A few of the many reasons why the San Diego Zoo’s Safari Park is a lot more than just a great tourist attraction, and in fact serves as a site of public memory and community:
1) The Northern White Rhino: Without a doubt the most tragic inhabitants we met at the Safari Park were the two Northern White Rhinos—two of the four to six surviving such rhinos, all of whom are apparently too old to reproduce. I’m pretty good at finding the good within the tragic—I’m writing a book about it, y’know—but there’s no way to see this impending loss as anything other than a tragedy. But thanks to the safari park, this tragedy won’t go unremarked—all those visitors who, as we did, get to see these rhinos are made aware of the imminent loss of these impressive animals, and that’s an important act of public memory in its own right.
2) The California Condor: At the other end of the spectrum is the genuinely amazing success story that is the California Condor. A couple decades ago these impressive birds of prey were down to Northern White Rhino numbers—but thanks to the efforts of the Safari Park and a couple other California organizations, the Condors have rebounded and rebounded with vigor, not only in sanctuaries like the Park but in increasing numbers in the wild as well. The Condor represents, among other things, the way in which a public site, and communal efforts and support, can change the course of history, and produce a more inspiring future as a result. Pretty good public memory lesson!
3) The Baby Giraffe: This is a much more personal moment, yet still a deeply public one. Our visit to the Park happened to coincide with a special addition—the Park’s youngest inhabitant, a three-week old baby giraffe (our younger son’s favorite animal), was spending his first day out in the Park with his Mom, siblings, and extended giraffe community. Obviously a cute and powerful moment, and we could feel how much our various tour guides and park keepers shared in it. But it was also, for me, an inspiring reminder in miniature (well, miniature-ish) of the Park’s most central purpose: to remind us of the larger world of which we’re a part, a world that is as fragile as it is enduring, to which each of us, small as we are, is deeply and significantly linked.
It was a great trip!
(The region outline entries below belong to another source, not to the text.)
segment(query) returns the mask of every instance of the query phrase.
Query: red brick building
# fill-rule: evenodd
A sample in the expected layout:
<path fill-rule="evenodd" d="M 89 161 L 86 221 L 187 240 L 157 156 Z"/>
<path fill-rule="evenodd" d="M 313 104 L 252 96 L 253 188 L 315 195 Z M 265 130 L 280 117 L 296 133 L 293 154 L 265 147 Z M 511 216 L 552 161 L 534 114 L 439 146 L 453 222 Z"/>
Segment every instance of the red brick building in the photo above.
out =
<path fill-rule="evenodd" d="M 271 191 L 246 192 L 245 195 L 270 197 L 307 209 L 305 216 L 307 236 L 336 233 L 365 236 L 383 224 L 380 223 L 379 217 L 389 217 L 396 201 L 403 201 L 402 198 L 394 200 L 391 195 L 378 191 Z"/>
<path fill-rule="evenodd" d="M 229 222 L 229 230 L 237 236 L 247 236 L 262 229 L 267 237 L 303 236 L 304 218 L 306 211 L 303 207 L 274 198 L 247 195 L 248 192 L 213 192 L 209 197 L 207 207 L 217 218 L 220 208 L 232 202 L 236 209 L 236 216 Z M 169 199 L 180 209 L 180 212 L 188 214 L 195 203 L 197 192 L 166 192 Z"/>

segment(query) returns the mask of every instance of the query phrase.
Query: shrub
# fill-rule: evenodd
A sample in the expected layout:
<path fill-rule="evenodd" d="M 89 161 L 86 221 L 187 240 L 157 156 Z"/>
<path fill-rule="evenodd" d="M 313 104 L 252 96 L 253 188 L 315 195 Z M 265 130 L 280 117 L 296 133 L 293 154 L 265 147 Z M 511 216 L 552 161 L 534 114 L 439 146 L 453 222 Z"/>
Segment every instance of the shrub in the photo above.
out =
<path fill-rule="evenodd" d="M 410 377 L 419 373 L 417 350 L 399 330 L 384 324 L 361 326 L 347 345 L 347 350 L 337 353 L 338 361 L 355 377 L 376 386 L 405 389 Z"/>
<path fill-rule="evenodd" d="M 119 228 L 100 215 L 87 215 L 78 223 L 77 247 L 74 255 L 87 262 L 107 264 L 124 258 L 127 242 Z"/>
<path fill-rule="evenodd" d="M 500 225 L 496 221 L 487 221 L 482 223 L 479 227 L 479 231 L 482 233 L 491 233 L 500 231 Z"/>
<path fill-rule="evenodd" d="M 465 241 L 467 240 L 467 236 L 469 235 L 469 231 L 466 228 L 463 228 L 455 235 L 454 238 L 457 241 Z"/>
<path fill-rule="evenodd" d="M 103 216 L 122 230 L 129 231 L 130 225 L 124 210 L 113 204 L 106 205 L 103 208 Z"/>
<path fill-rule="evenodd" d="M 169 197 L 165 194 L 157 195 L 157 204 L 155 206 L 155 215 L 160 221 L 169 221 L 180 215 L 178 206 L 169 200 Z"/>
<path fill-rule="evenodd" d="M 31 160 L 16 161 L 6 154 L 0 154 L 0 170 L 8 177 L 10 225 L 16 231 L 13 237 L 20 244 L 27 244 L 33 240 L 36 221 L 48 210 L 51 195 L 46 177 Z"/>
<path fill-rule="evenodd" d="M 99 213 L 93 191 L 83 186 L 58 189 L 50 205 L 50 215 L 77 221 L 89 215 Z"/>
More this weekend,
Ben
PS. Any interesting or inspiring public sites you’ve visited (in any place)?
3/23 Memory Day nominee: Bette Nesmith Graham, the Texas high school dropout, single mother, and long-time bank secretary who invented Liquid Paper, became one of the 20th century’s most successful inventors and entrepreneurs, and mothered one of the Monkees; if there’s a more distinctly American story than that one, I’ve yet to hear it!